Tahiti Infos

Retrouvailles




        (À la mémoire de Jean-Marc Tera’ituatini Pambrun)

J’avais décidé de me rendre au Salon du livre cet après-midi de novembre 2020. 
Je m’avançai vers les stands. Soudain mon cœur se mit à battre très fort : l’homme de dos aux longs cheveux gris ondulés si caractéristiques, c’était…Jean-Marc. Non, impossible, je me trompais. Je revis son enterrement à Moorea. Mais l’homme se retourna, son visage s’éclaira :
« Louisa ! Je t’attendais. Viens, nous allons écouter Alan Duff qui fait une conférence, sur  la diffusion du livre dans son pays. »
Alan Duff ? Mais c’est en 2002 qu’il avait abordé ce sujet ! Jean-Marc vivant, Alan Duff en 2002, comment était-ce possible ? 
J’étais tellement stupéfaite que je ne posai aucune question mais suivis Jean-Marc et je l’entendis me dire : 
« Tu sais, j’écris une nouvelle pièce de théâtre, je vais t’envoyer le tapuscrit. » 
Avant de devenir journaliste j’ai fait des études de Lettres donc je relisais parfois ses textes et il me demandait mon avis de lectrice. Il avait l’air en pleine forme contrairement à la dernière fois où je l’avais vu, si fatigué mais tellement combatif. J’ai toujours pensé qu’on pourrait accoler à son nom l’expression qu’il avait employée pour parler d’Henri HIRO : « Héros polynésien » : un ‘aito, Jean-Marc, peur de rien, toujours prêt à un nouveau défi. Et là, il était tout fringant. Incompréhensible…
« J’ai arrêté de fumer » me déclara-t-il. Je t’avais dit que j’allais le faire quand je serais moins angoissé. »   
Je me souvins de cette conversation avec mon compagnon et moi. Il nous avait aussi révélé sa maladie presque comme si c’était un détail.
De plus en plus étonnée je me sentais perdue dans le dédale des années. Nous arrivions près du lieu de la conférence. 
Soudain tout se brouilla. J’ouvris grand les yeux et m’aperçus que j’étais dans ma voiture garée sur le parking. Épuisée par une nuit quasiment blanche consacrée à terminer un article, je m’étais endormie. Je pensais alors au  roman de Proust Le temps retrouvé et me dis que j’avais retrouvé une sorte de puzzle formé de moments passés, certains vécus au Salon du livre ou ailleurs, d’autres irréels dont ces retrouvailles avec cet ami cher, une des rares personnes dont on peut dire qu’elles sont irremplaçables car elles sont des promesses vivantes de nouveauté et de création.
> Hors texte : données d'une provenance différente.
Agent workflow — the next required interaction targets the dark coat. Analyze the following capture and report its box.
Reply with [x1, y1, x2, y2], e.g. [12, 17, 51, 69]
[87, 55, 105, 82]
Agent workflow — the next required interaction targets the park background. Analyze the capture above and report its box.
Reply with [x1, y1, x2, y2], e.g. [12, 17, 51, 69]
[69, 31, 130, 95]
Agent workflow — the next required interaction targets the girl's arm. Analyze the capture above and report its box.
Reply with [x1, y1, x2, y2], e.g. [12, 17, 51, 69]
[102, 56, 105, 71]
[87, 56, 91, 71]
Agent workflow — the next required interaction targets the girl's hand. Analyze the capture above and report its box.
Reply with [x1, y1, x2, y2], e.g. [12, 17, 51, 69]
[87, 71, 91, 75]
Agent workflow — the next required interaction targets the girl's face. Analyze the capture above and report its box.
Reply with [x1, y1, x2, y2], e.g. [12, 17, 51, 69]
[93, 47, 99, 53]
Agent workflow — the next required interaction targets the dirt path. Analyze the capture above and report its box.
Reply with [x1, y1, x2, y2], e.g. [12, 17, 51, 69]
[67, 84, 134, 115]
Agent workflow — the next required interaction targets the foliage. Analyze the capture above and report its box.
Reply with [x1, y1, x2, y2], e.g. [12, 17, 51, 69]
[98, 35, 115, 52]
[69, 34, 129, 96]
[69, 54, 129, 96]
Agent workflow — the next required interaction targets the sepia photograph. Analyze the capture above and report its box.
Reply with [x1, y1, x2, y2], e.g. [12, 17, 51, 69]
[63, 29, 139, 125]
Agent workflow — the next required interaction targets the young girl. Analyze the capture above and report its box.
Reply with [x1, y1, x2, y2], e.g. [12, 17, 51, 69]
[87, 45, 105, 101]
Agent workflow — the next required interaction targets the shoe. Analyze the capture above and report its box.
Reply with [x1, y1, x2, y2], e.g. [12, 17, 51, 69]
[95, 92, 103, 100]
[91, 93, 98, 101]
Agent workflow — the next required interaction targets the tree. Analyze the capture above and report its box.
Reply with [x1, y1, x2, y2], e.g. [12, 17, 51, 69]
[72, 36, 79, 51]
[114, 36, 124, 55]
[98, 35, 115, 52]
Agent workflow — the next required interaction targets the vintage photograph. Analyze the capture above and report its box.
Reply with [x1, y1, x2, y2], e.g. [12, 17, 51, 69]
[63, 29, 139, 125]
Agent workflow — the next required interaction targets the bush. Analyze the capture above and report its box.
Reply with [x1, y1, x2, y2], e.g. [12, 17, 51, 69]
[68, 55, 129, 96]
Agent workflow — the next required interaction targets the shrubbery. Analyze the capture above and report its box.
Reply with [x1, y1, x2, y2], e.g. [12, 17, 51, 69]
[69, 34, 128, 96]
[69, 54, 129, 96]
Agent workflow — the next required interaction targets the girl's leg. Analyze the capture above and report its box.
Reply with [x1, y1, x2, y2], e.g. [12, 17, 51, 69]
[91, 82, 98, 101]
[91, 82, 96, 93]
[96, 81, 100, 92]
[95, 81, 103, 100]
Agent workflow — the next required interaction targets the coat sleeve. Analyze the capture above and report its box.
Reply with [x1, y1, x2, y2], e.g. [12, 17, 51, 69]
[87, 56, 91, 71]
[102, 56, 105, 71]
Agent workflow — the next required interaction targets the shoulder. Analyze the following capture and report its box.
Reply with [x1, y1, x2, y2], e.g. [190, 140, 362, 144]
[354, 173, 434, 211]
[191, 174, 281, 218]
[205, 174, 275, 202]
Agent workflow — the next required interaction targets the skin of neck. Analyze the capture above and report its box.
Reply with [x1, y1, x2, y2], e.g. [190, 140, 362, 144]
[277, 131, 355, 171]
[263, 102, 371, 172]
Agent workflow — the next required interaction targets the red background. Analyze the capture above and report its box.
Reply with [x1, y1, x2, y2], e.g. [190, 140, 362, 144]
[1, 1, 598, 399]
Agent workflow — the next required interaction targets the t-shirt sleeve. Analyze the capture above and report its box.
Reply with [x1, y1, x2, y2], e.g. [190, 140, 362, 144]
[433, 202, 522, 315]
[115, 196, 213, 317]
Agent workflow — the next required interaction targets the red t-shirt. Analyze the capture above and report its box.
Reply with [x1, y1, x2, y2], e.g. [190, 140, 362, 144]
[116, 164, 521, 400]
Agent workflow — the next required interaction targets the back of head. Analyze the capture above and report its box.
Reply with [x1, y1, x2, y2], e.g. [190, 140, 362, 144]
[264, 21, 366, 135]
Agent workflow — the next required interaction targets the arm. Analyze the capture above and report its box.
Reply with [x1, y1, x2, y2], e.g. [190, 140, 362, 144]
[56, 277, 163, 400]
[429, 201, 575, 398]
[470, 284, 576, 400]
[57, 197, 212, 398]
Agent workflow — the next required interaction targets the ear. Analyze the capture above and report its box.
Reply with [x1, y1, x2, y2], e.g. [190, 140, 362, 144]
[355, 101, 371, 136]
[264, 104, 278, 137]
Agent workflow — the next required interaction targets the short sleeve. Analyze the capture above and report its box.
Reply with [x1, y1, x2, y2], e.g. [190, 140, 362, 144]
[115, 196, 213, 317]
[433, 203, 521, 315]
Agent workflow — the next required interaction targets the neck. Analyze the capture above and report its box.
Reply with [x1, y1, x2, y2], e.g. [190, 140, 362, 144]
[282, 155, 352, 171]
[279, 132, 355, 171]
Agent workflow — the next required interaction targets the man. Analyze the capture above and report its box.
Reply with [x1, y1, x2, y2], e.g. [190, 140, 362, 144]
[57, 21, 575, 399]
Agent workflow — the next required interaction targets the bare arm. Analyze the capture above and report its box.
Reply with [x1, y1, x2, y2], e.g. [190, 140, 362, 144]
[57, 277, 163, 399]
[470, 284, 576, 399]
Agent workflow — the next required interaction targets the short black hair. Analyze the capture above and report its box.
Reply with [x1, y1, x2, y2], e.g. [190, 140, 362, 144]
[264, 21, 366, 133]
Et c’est en me rendant au Salon du Livre, ce lieu imprégné de la présence de tant de créateurs, près du paepae a HIRO, que j’avais pu recevoir la grâce de ce rêve.
Je sortis donc de ma voiture, pleine d’allant, comme si les amis perdus, Jean-Marc, Alex du Prel et tous les grands créateurs du passé qui ne mourront jamais vraiment tant qu’il y aura des lecteurs, me regardaient en souriant depuis « les balcons du ciel »1.
 
Patricia Bennel
1 « Les balcons du ciel » : citation de Charles Baudelaire dans le poème Recueillement.